Prep Time 15 minutes mins
Cook Time 15 minutes mins
Total Time 5 hours hrs 30 minutes mins
Servings 32 small rectangles
This cookie dough fudge combines a creamy white chocolate fudge base with rich, edible chocolate chip cookie dough for the ultimate treat. An easy, crowd-pleasing dessert that tastes just like classic cookie dough in fudge form.
8x8” Pan
Mixing Bowls
Measuring Cups
Measuring Spoons
Medium Pot
Spatulas
Knife
FUDGE BASE
- 1 cup heavy cream
- ¼ cup unsalted butter
- ½ cup sugar
- ¼ cup brown sugar
- ¾ tsp pure vanilla extract
- 1 ½ cups white chocolate chips
COOKIE DOUGH
- 1 ⅓ cups flour heat-treated
- 10 tbsp unsalted butter
- 5 tbsp brown sugar
- ¼ cup granulated sugar
- 1 tsp vanilla extract
- ½ tsp salt
- 6 tbsp cream
- ¾ cup mini chocolate chips
Start by making your fudge base, since it will need time to cool before mixing with your cookie dough. To a medium-sized pot, add your heavy cream, butter, and sugars.
Place over medium heat and bring to a boil, stirring constantly. Boil for 4 minutes, while stirring, then immediately remove from heat and cool for 1 minute
Add vanilla and a handful of white chocolate chips at a time, stirring in between, until all are incorporated and the chocolate is melted. If you’re still seeing bits of white chocolate, place the pot back over low heat, and stir continuously until all the chocolate has melted
Transfer to a bowl to cool faster. Set aside to cool to 70°F-75°F; otherwise, your mini chocolate chips will melt when you add them.

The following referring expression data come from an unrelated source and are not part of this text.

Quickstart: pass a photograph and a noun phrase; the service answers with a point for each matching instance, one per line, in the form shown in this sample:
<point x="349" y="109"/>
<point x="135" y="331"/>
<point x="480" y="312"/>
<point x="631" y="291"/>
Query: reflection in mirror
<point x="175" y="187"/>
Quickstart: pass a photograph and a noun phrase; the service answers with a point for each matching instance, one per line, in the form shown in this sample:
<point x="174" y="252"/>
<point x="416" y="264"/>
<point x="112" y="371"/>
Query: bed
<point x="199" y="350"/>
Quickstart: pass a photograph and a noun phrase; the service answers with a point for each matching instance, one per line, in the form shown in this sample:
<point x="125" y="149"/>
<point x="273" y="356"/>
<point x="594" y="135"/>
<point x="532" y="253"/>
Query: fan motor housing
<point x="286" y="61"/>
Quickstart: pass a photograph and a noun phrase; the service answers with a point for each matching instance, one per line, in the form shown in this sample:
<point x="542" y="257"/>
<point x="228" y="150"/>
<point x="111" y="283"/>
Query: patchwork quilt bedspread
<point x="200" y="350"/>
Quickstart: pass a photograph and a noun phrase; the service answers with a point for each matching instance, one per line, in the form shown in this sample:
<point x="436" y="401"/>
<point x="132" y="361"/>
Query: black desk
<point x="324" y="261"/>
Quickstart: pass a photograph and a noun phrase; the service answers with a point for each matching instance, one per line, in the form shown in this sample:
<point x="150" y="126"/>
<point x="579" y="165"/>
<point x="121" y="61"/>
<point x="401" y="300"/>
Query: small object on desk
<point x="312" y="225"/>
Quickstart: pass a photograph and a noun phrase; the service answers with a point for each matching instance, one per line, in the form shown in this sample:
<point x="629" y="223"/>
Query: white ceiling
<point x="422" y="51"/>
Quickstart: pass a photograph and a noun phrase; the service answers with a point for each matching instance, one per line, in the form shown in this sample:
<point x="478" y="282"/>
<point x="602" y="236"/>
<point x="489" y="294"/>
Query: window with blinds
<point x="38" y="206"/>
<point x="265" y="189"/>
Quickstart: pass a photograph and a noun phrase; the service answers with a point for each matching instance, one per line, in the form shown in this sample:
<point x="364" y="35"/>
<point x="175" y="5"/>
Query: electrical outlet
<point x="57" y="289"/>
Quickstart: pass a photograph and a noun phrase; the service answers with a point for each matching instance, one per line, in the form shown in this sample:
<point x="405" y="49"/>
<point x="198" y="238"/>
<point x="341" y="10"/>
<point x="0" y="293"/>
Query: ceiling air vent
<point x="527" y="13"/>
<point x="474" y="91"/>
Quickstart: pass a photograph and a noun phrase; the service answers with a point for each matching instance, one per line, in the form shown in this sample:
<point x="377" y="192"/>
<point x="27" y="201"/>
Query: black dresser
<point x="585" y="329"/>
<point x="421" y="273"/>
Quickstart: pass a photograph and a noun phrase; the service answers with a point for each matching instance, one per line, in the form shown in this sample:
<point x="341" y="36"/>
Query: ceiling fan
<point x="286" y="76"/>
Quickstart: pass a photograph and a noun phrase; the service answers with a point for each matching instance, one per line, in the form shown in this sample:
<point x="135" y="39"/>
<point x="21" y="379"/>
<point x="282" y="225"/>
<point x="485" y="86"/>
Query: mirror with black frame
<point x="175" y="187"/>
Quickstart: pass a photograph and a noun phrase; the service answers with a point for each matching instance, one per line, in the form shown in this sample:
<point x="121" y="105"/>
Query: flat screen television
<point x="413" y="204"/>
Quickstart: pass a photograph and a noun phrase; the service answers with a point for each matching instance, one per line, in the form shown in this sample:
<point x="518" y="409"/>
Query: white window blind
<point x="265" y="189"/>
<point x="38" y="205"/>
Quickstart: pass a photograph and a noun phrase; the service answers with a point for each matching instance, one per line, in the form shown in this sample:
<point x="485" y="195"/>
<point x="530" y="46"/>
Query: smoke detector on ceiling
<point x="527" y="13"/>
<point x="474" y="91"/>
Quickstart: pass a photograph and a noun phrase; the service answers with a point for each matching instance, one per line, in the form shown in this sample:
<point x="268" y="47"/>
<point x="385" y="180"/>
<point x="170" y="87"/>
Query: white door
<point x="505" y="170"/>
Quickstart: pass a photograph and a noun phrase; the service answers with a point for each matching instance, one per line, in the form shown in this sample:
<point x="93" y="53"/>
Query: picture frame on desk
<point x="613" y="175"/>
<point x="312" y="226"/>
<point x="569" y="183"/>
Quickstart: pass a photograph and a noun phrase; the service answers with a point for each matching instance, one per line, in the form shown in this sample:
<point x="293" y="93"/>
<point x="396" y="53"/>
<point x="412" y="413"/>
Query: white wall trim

If you haven’t yet, heat-treat your flour so it’s edible to eat. Preheat your oven to 350°F and place your flour on a baking sheet (it doesn’t need to be flat). Bake for 4 minutes, stir, then place back in the oven for one more minute. Once the flour is 160°F, it’s ready! Transfer to a bowl to cool.
To make your edible cookie dough, add your butter and sugars to a small pot, and melt together over medium heat, stirring constantly. Once the butter has melted, stir for another 2 minutes to help some of those sugar granules melt. This will deepen those flavors and prevent your fudge from being gritty.
Remove from the heat and pour into a bowl, pop into the fridge for 45-60 minutes, until it’s firmed to a room temperature softness. It should be spreadable but no longer liquid.
Line the inside of an 8x8” pan completely with foil or parchment paper
In a bowl, combine your butter-sugar mixture, vanilla, salt, and cream. Sift in your cooled flour, then fold it in completely
Once your fudge base has cooled, add it to the bowl with your cookie dough, as well as your chocolate chips. Fold together until combined
Spread your mixture into an even layer in your prepared pan, then place it in the fridge for 3 hours to set
Slice and serve!
*Sift your heat-treated flour into your cookie dough! When heat-treated, the flour might slightly clump, so you want to get rid of any before folding it into your cookie dough.
*The fudge base needs to slightly cool before adding the white chocolate, or the chocolate will likely seize (the cocoa butter will separate from the sugar solids) and become gritty
*Your finished fudge base has to be cooled before mixing with your edible cookie dough. Otherwise, you will melt the chocolate chips!